“sheer cold-hearted logic..”

It would be interesting to see comparable figures for previous years but, despite the unlikely allies they face and apparently lacking the required mandate, threats from dissenting republican paramilitary groups forced 11 serving and former police officers to leave their homes in the last year. According to the BBC report, based on a Parliamentary written answer to DUP Upper Bann MP David Simpson [Hansard link here], “Another police officer moved after being targeted by loyalists. Two prison officers were also affected.” At the Guardian’s Politics Blog Henry McDonald notes the “sheer cold-hearted logic” that the deputy First Minister’s rhetoric failed to address.

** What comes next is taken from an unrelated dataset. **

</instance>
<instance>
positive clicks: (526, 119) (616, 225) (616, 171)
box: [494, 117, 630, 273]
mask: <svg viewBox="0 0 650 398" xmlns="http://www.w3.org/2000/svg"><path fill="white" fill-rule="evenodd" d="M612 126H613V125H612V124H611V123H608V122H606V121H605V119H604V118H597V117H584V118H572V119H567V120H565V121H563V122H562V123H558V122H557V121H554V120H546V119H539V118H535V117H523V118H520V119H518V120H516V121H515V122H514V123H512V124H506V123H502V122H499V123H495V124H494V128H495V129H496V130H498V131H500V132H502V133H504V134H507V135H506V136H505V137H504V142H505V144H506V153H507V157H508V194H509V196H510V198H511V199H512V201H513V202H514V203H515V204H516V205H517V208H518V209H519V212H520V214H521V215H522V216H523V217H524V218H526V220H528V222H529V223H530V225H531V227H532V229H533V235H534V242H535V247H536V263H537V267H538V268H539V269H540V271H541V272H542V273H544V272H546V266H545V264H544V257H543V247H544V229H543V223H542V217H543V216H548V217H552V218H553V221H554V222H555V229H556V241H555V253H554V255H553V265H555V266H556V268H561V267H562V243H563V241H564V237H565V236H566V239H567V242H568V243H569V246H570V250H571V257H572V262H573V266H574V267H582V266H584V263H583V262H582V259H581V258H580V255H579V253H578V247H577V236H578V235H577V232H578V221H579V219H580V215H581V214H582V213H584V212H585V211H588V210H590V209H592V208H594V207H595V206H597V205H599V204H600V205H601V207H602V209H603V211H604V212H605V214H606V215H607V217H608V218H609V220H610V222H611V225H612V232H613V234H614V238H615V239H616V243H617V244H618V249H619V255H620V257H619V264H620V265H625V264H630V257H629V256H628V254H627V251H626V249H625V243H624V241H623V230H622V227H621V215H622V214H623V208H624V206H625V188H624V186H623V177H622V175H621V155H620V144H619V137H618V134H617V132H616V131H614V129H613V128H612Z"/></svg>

Yet the singular shield the dissidents have on their side, even if their campaign is entirely nihilistic, is sheer cold-hearted logic. They can counter, with a certain justification, that what they are doing is only carrying out the “unfinished business” of what the Provisionals left incomplete. They can argue that the union has not been broken; Stormont has been shored up instead of smashed, and British troops are still garrisoned, if somewhat far less visibly, inside what the Provisionals always insisted was an illegitimate state.

Henry McDonald continues

It is worth remembering too, as the dissidents will no doubt point out, that when the Provos launched their war in 1969, they did so not principally out of popular feeling but rather as part of a semi-religious project. As the 1916 Proclamation clearly states in its opening line: “Irishmen and women, in the name of God and all the dead generations … ”

From the blood sacrifice of the Easter rising (initiated at least at the time without popular backing – that came later) to the 1969 uprising in the north, republicans were following an historic imperative rather than an electoral one.

Back in the 1960s, when the flame of violent republicanism appeared to be flickering out, it was kept alive in places such as Belfast through a network of families that regarded themselves as a vanguard or brotherhood tasked with a sacred, historic mission. Circumstances shifted in their favour in 1969 in the sectarian conflagration that was to hand over to this cadre thousands of new, young, angry recruits hell bent on revenge against unionists and the state.

Circumstances today of course do not favour the current generation of republican diehards. Yet given the endurance of their ideology, no matter how out of tune it may be to the 21st century, it would tempting fate to predict confidently that the new dissidents will be comprehensively defeated or that they will heed Martin McGuinness’ advice to liquidate themselves.